Zugang zu den Räumlichkeiten des Rates

(1)   Zur Durchführung der in den Artikeln 3, 4 und 5 genannten Tätigkeiten stellt das Generalsekretariat des Rates den Interessenvertretern personengebundene Zugangsausweise aus, die ihnen — vorbehaltlich der vorherigen Registrierung im Transparenzregister und der Einhaltung der Sicherheitsvorschriften des Rates — zeitweiligen Zugang zu den Räumlichkeiten des Rates gewähren. Interessenvertreter nehmen nicht an den Tagungen des Rates oder den Sitzungen seiner Vorbereitungsgremien teil, es sei denn, ihre Anwesenheit ist gemäß dem Beschluss 2009/937/EU des Rates (3) (im Folgenden „Geschäftsordnung des Rates“) gestattet.

(2)   Das Generalsekretariat des Rates legt die Sicherheits- und Identitätsanforderungen für die Ausstellung von Zugangsausweisen für Interessenvertreter fest.

Artikel 7

Zugang zu Dokumenten

Das Recht auf Zugang von Interessenvertretern zu den Dokumenten des Rates wird durch die Verordnung (EG) Nr. 1049/2001 des Europäischen Parlaments und des Rates (4) geregelt.

Artikel 8

Durchführung

Das Generalsekretariat des Rates trifft die zur Durchführung dieses Beschlusses erforderlichen Maßnahmen.

Artikel 9

Inkrafttreten

Dieser Beschluss tritt am zwanzigsten Tag nach seiner Veröffentlichung im Amtsblatt der Europäischen Union in Kraft.
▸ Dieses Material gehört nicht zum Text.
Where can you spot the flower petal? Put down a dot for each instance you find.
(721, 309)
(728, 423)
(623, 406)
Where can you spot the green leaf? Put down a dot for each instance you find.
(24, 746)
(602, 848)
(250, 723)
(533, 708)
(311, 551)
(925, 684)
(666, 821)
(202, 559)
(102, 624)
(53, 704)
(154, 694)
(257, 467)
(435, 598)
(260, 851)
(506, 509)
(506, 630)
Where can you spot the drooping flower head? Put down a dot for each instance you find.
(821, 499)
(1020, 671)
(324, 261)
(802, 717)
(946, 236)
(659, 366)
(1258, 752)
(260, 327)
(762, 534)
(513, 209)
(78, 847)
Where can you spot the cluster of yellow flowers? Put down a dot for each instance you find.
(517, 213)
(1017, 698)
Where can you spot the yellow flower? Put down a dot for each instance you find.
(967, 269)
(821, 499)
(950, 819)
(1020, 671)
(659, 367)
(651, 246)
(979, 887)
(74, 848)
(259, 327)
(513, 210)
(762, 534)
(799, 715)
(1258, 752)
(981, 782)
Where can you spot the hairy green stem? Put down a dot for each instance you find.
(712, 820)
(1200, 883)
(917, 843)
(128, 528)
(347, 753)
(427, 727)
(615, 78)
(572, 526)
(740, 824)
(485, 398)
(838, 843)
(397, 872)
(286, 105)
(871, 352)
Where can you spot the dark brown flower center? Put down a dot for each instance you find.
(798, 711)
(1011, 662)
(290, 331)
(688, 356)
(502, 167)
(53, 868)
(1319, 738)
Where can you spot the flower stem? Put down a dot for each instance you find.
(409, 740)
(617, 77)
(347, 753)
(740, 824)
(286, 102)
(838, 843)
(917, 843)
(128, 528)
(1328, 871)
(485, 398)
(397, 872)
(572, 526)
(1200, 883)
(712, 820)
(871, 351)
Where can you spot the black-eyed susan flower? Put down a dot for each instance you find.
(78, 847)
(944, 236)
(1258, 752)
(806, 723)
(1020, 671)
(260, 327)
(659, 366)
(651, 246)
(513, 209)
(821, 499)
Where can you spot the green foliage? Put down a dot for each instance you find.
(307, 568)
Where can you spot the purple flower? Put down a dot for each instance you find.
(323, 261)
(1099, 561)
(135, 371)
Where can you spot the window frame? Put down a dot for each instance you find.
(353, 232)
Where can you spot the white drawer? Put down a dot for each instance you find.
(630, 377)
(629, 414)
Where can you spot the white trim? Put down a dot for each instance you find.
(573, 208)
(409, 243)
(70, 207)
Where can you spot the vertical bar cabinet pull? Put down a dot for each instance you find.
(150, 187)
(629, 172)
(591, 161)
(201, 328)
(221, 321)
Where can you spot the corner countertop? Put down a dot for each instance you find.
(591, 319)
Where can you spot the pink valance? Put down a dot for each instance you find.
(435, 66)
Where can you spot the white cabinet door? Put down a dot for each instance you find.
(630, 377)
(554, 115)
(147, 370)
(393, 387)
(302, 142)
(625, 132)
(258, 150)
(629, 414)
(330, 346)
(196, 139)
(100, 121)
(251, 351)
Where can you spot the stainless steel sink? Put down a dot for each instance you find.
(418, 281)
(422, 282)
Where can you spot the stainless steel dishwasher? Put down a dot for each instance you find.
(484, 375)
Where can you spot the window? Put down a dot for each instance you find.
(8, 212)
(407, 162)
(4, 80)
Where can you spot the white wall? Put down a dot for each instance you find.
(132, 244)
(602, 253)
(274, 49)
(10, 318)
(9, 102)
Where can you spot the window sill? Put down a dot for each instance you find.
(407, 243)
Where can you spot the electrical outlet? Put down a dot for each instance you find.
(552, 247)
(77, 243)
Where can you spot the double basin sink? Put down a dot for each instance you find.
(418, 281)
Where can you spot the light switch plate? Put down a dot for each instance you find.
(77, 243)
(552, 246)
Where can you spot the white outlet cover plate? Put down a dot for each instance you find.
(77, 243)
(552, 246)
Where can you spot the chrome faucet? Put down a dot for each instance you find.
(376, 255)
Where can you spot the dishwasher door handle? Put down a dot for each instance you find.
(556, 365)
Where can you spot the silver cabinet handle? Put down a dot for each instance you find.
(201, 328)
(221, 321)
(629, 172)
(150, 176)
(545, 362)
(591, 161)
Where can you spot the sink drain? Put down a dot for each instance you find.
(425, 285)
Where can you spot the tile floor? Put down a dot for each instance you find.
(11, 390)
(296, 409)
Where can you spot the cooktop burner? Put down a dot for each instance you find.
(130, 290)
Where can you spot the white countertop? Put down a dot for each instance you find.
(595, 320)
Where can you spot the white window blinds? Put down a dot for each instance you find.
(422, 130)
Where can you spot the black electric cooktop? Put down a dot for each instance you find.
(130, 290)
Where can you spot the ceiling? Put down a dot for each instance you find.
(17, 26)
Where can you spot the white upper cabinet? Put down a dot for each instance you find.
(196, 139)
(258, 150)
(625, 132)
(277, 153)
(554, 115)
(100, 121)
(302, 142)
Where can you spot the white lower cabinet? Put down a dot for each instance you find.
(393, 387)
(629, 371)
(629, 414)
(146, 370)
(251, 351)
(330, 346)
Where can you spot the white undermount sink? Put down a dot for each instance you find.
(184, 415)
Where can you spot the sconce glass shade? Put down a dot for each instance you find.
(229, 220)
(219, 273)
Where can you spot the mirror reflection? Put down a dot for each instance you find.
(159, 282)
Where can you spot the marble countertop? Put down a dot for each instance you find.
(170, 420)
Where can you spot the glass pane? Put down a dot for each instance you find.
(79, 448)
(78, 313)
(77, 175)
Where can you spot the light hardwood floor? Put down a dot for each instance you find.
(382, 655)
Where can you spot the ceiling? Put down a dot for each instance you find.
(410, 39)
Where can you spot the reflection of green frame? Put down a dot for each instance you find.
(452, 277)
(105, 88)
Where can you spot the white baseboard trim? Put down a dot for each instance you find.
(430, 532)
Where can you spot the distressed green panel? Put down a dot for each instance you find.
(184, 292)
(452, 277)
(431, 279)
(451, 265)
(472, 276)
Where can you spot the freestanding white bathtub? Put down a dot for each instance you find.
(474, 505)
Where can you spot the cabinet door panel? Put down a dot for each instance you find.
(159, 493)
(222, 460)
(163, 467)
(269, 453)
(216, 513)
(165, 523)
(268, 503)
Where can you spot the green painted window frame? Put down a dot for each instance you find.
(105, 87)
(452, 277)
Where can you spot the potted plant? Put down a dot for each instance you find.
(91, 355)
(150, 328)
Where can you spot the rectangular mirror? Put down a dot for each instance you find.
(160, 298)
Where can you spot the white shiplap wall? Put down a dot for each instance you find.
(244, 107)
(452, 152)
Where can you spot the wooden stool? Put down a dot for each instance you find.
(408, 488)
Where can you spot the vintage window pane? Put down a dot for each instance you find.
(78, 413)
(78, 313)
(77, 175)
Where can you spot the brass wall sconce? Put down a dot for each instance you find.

Geschehen zu Brüssel am 6. Mai 2021.

Im Namen des Rates

Der Präsident

J. BORRELL FONTELLES


(1)  Interinstitutionelle Vereinbarung zwischen dem Europäischen Parlament, dem Rat der Europäischen Union und der Europäischen Kommission über ein verbindliches Transparenzregister (siehe Seite 1 dieses Amtsblatts).
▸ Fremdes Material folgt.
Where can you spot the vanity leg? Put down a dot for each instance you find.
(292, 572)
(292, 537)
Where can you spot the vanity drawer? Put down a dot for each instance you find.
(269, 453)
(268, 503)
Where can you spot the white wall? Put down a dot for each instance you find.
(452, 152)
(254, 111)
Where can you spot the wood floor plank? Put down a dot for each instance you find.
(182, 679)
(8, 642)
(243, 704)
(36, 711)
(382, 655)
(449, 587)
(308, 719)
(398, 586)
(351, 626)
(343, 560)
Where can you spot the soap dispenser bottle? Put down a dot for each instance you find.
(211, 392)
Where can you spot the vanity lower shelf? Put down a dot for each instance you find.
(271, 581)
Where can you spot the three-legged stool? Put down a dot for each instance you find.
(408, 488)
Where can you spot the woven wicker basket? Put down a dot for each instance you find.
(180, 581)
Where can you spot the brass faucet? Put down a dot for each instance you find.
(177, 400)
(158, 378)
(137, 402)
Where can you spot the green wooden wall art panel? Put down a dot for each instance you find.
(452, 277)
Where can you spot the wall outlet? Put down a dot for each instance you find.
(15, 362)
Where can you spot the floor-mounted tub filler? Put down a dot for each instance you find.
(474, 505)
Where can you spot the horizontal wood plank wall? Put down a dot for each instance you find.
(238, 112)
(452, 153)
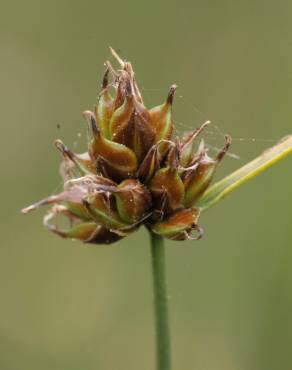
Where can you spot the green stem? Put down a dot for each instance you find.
(160, 303)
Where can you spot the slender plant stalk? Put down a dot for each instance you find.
(160, 303)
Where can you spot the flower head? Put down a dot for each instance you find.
(133, 171)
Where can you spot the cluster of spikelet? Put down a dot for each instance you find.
(133, 172)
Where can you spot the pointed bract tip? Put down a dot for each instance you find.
(117, 57)
(171, 93)
(89, 116)
(105, 78)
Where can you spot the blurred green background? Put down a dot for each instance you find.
(68, 306)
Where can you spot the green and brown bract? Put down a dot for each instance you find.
(133, 173)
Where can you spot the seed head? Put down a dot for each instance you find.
(133, 173)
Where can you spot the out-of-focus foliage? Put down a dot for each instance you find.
(68, 306)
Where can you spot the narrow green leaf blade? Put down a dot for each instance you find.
(231, 182)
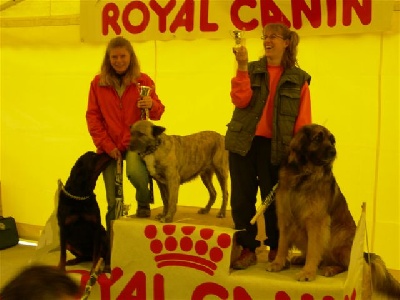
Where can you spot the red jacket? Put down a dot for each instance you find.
(109, 117)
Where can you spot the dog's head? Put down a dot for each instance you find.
(144, 135)
(312, 144)
(83, 177)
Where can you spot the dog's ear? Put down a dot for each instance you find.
(102, 161)
(157, 130)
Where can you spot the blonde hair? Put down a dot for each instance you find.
(289, 58)
(107, 73)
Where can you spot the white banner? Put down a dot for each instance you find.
(215, 19)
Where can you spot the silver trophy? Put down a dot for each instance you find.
(144, 90)
(238, 36)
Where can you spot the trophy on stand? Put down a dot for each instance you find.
(144, 90)
(239, 42)
(238, 36)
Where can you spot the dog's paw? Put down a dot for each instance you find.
(298, 260)
(166, 219)
(221, 214)
(277, 265)
(159, 217)
(203, 211)
(306, 275)
(329, 271)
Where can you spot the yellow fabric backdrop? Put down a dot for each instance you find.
(45, 77)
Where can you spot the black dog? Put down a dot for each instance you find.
(78, 214)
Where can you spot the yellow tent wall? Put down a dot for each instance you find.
(45, 77)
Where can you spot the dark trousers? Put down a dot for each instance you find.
(248, 174)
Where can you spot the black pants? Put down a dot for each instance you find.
(248, 173)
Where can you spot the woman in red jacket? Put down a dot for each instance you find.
(114, 105)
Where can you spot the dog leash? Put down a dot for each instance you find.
(145, 91)
(264, 205)
(92, 280)
(62, 187)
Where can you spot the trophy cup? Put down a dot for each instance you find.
(238, 36)
(144, 90)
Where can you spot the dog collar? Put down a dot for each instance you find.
(61, 185)
(151, 149)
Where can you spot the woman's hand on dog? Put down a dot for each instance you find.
(115, 153)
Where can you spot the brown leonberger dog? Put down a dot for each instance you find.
(313, 215)
(173, 160)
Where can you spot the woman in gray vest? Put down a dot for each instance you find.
(272, 101)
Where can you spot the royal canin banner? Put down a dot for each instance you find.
(157, 261)
(216, 19)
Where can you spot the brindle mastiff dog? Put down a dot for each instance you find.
(173, 160)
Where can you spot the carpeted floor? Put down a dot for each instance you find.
(12, 260)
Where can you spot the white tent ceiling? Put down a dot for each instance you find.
(20, 13)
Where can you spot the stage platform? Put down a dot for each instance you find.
(190, 259)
(2)  ABl. L 56 vom 4.3.1968, S. 1.

(3)  Beschluss 2009/937/EU des Rates vom 1. Dezember 2009 zur Änderung seiner Geschäftsordnung (ABl. L 325 vom 11.12.2009, S. 35).

(4)  Verordnung (EG) Nr. 1049/2001 des Europäischen Parlaments und des Rates vom 30. Mai 2001 über den Zugang der Öffentlichkeit zu Dokumenten des Europäischen Parlaments, des Rates und der Kommission (ABl. L 145 vom 31.5.2001, S. 43).